Smoky Mushroom Potato Hash with Oaty Thins: A Hearty and Savory Breakfast Option

Kickstart your day with a flavorful and satisfying breakfast with our tantalizing smoky mushroom potato hash served with crispy oaty thins. This delectable dish combines the earthy flavors of mushrooms, tender potatoes, and aromatic spices, creating a symphony of textures and tastes.

Ingredients:

For the Hash:

* 1 pound russet potatoes, peeled and diced
* 1 tablespoon olive oil
* 1 large yellow onion, chopped
* 8 ounces shiitake mushrooms, sliced
* 4 ounces cremini mushrooms, sliced
* 1 teaspoon smoked paprika
* 1/2 teaspoon ground cumin
* 1/4 teaspoon salt
* 1/4 teaspoon black pepper

For the Oaty Thins:

* 1 cup rolled oats
* 1 tablespoon whole wheat flour
* 1/2 teaspoon baking powder
* 1/4 teaspoon salt
* 1/2 cup water

Instructions:

1. Prepare the Hash: Heat the olive oil in a large skillet over medium heat. Add the potatoes and cook until golden brown on all sides. Remove from the skillet and set aside.
2. Sauté the Vegetables: Add the onion to the skillet and cook until softened. Add the shiitake and cremini mushrooms and cook until tender and browned.
3. Season the Hash: Stir in the smoked paprika, cumin, salt, and black pepper. Add the potatoes back to the skillet and cook until warmed through.
4. Make the Oaty Thins: In a medium bowl, combine the oats, flour, baking powder, and salt. Gradually add the water while stirring until a dough forms.
5. Shape the Thins: Divide the dough into eight equal portions and shape them into thin discs.
6. Cook the Thins: Heat a lightly greased griddle or skillet over medium heat. Cook the oaty thins for 2-3 minutes per side, or until golden brown.

Serve and Enjoy:

Arrange the smoky mushroom potato hash on plates and top with the crispy oaty thins.

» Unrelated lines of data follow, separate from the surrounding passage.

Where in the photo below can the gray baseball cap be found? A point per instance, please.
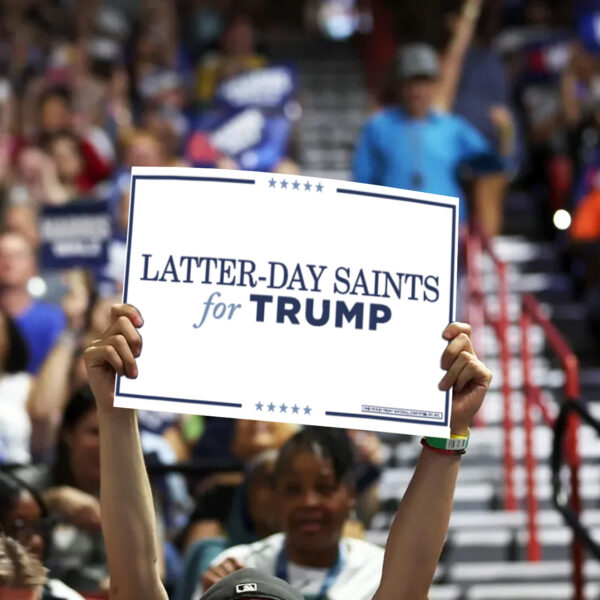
(417, 60)
(252, 585)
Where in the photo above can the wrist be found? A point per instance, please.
(460, 432)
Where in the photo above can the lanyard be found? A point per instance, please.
(332, 574)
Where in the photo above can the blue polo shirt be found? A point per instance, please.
(399, 151)
(40, 324)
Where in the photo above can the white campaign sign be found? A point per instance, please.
(288, 298)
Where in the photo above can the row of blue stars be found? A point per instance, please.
(296, 185)
(283, 408)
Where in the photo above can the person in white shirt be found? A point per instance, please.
(416, 537)
(314, 494)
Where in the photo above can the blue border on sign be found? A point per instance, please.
(134, 179)
(453, 208)
(437, 423)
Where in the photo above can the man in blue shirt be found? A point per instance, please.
(40, 323)
(412, 146)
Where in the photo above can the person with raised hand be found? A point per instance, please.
(417, 534)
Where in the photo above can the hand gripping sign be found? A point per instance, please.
(289, 298)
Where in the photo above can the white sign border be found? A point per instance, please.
(250, 178)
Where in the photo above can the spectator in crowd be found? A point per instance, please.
(24, 519)
(412, 146)
(238, 54)
(314, 495)
(39, 322)
(15, 391)
(21, 574)
(222, 507)
(315, 501)
(473, 84)
(70, 487)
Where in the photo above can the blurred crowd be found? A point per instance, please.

Dig in and savor this delectable and nutritious breakfast that will fuel your morning and leave you feeling satisfied.

Tips:

* For added smokiness, use smoked salt or paprika.
* Experiment with different types of mushrooms, such as oyster or button mushrooms.
* Serve with your favorite poached or fried eggs for a complete protein-packed breakfast.
* Leftover hash can be refrigerated for up to 3 days and reheated in a microwave or skillet.